Na razie w Będzinie jeszcze się cieszą z osiągniętego sukcesu. Fot. Piotr Sumara/PLS


Podjęli rękawicę

Wracamy do PlusLigi na bardzo trudny sezon, ale podejmujemy rękawicę – zapowiedział Grzegorz Pająk, kapitan nowego beniaminka ekstraklasy.


MKS BĘDZIN

Będzinianie wreszcie dopięli swego. Przed dwoma laty przegrali finał z BBTS Bielsko-Biała, przed rokiem z Norwidem Częstochowa, by w tym zrewanżować się bielszczanom i po trzech latach znów znaleźć się w siatkarskiej elicie.
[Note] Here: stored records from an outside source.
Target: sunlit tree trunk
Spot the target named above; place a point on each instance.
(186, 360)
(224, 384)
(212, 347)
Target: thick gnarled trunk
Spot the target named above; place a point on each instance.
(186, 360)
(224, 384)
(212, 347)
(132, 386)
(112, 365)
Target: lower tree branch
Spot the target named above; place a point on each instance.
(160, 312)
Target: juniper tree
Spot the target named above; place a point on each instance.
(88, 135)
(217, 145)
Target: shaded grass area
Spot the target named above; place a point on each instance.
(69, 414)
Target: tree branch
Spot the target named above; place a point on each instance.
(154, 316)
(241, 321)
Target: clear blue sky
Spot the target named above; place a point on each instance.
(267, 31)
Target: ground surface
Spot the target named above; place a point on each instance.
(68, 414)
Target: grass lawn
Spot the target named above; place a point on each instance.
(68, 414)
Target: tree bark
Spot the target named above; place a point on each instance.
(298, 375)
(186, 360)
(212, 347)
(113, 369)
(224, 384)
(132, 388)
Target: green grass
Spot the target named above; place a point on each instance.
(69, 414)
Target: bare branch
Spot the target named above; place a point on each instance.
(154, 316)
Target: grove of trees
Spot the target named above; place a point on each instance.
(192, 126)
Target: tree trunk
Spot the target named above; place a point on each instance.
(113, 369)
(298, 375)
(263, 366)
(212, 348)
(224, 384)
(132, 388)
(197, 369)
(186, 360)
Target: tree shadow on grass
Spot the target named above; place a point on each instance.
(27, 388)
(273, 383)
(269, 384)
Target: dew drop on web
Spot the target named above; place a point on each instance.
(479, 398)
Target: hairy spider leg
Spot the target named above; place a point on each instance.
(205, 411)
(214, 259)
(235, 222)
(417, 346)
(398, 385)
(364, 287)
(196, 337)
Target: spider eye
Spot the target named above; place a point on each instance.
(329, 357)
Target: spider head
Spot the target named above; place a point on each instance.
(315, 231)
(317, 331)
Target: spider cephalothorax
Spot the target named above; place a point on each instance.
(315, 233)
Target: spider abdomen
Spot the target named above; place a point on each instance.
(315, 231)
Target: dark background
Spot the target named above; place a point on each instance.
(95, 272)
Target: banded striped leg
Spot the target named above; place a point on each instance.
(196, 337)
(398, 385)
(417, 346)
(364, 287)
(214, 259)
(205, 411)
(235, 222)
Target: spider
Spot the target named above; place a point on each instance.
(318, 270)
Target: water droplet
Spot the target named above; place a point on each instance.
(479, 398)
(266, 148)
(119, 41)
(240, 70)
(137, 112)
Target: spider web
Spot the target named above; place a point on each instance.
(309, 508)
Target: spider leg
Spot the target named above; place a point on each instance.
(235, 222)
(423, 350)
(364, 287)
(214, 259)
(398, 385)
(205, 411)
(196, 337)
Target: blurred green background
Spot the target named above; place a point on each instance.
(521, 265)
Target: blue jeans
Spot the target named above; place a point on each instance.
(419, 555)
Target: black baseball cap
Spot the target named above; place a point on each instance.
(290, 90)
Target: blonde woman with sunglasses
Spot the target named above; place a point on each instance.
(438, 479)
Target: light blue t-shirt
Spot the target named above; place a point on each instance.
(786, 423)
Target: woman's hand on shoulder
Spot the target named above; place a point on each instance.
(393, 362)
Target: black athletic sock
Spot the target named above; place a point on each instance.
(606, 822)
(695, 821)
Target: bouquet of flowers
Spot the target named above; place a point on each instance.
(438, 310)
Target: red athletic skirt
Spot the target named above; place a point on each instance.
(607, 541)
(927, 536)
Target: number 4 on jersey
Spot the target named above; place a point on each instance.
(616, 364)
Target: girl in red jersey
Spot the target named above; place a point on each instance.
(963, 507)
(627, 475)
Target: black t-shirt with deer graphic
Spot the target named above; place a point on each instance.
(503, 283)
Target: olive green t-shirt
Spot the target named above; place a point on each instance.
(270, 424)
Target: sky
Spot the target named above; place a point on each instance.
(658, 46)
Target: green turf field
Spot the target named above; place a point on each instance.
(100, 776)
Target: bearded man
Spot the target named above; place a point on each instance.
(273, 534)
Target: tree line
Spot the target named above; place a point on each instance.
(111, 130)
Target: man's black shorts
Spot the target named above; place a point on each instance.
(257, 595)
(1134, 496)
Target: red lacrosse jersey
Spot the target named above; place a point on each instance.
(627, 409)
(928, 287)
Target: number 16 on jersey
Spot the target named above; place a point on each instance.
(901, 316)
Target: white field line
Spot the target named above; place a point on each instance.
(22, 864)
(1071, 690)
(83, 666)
Sportowo nie mieli sobie równych. Zdecydowanie zwyciężyli fazę zasadniczą, gromadząc 80 punktów i triumfując w 27 z 30 spotkań. W play offie z kolei z kwitkiem odprawili kolejno: Astrę Nowa Sól, Visłę Bydgoszcz i w finale wspomniany wcześniej BBTS. 

- Do PlusLigi wracamy w wielkim stylu, po rekordowym sezonie zasadniczym i po stracie tylko jednego seta w play offie - podkreślił Grzegorz Pająk. - Ten sezon był rewelacyjny, nasza pełna dominacja w lidze i fazie play offie. Kiedyś z LUK Lublin też awansowałem i wyglądało to znakomicie, a teraz było jeszcze lepiej - cieszył się kapitan MKS-u.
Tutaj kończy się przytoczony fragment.